A team of international astrophysicists led by ANU and including UQ astronomer Holger Baumgardt has shown how most of the antimatter in the Milky Way forms.

University of Queensland School of Mathematics and Physics Associate Professor Holger Baumgardt said that antimatter was material composed of the antiparticle partners of ordinary matter.

“When antimatter meets with matter, they quickly annihilate each other to form a burst of energy in the form of gamma-rays,” he said.

“Scientists have known since the early 1970s that the inner parts of the Milky Way galaxy are a strong source of gamma-rays, indicating the existence of antimatter, but there had been no settled view on where the antimatter came from.”

In a new study, published in May 2017, the team of astronomers had shown that the cause was a series of weak supernova explosions over millions of years, each created by the convergence of two white dwarfs which are ultra-compact remnants of stars no more massive than our sun.

"Our research provides new insight into a part of the Milky Way where we find some of the oldest stars in our galaxy," said Roland Dr Crocker, the lead author of the research project from the ANU Research School of Astronomy and Astrophysics.
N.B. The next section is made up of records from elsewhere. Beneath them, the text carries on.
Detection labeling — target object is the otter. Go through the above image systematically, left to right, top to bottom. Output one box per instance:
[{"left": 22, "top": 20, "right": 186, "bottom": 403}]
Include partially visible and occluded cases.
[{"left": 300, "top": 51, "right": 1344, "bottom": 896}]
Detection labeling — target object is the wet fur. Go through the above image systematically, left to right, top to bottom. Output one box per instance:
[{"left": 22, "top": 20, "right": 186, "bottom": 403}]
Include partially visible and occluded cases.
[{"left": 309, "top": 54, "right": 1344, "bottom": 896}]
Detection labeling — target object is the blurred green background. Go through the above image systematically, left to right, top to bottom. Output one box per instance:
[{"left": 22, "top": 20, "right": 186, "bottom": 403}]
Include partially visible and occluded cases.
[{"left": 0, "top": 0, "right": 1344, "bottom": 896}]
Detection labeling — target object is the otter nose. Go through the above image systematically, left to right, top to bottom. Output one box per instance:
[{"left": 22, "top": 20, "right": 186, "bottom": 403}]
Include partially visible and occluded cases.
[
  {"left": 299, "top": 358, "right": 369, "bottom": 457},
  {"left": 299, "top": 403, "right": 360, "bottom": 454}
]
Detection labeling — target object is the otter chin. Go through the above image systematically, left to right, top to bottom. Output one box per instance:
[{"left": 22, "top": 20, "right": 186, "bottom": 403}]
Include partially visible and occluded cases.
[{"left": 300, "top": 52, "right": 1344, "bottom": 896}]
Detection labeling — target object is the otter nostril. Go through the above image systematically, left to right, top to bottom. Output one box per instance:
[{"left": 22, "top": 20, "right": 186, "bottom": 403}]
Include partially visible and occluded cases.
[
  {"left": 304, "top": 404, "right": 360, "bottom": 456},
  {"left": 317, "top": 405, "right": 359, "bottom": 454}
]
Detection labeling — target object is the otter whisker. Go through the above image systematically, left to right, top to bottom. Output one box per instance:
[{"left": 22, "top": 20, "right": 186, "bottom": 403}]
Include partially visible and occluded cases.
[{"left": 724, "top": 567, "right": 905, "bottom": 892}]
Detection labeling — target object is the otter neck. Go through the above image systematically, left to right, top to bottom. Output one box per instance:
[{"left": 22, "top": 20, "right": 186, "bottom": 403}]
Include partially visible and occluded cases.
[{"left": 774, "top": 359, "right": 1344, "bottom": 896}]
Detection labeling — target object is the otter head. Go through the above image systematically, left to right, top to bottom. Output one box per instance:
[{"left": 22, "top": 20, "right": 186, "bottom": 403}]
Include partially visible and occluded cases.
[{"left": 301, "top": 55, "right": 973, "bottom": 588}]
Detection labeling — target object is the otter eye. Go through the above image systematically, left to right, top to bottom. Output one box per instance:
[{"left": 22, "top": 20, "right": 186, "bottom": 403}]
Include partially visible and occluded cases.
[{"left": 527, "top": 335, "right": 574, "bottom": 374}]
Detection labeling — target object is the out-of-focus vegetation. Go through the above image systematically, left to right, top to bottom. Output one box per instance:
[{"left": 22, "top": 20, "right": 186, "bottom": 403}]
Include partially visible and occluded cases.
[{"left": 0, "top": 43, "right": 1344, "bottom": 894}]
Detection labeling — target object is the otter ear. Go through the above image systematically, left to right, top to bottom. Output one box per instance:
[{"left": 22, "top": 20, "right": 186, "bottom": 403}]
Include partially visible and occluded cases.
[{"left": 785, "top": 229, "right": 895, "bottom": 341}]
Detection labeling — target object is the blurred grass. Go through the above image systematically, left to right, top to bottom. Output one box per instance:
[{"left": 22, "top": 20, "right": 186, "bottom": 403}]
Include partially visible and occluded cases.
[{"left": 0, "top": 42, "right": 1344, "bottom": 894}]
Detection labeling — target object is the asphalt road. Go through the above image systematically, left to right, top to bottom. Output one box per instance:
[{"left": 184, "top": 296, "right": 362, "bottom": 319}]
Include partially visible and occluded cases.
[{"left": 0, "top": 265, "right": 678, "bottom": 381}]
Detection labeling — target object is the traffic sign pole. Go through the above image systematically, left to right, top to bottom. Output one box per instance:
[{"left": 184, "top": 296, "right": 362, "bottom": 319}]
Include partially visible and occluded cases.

Dr Crocker said the team had ruled out the supermassive black hole at the centre of the Milky Way and the still-mysterious dark matter as being the sources of the antimatter.

Instead the antimatter came from a system where two white dwarfs form a binary system and collide with each other.

The smaller of the binary stars loses mass to the larger star and ends its life as a helium white dwarf, while the larger star ends as a carbon-oxygen white dwarf.

As the white dwarfs orbit each other, the system loses energy to gravitational waves causing the white dwarfs to spiral closer and closer to each other until the carbon-oxygen white dwarf rips apart the companion star whose helium forms a dense shell covering the bigger star, quickly leading to a thermonuclear supernova that is the source of the antimatter.

The research is published in Nature Astronomy.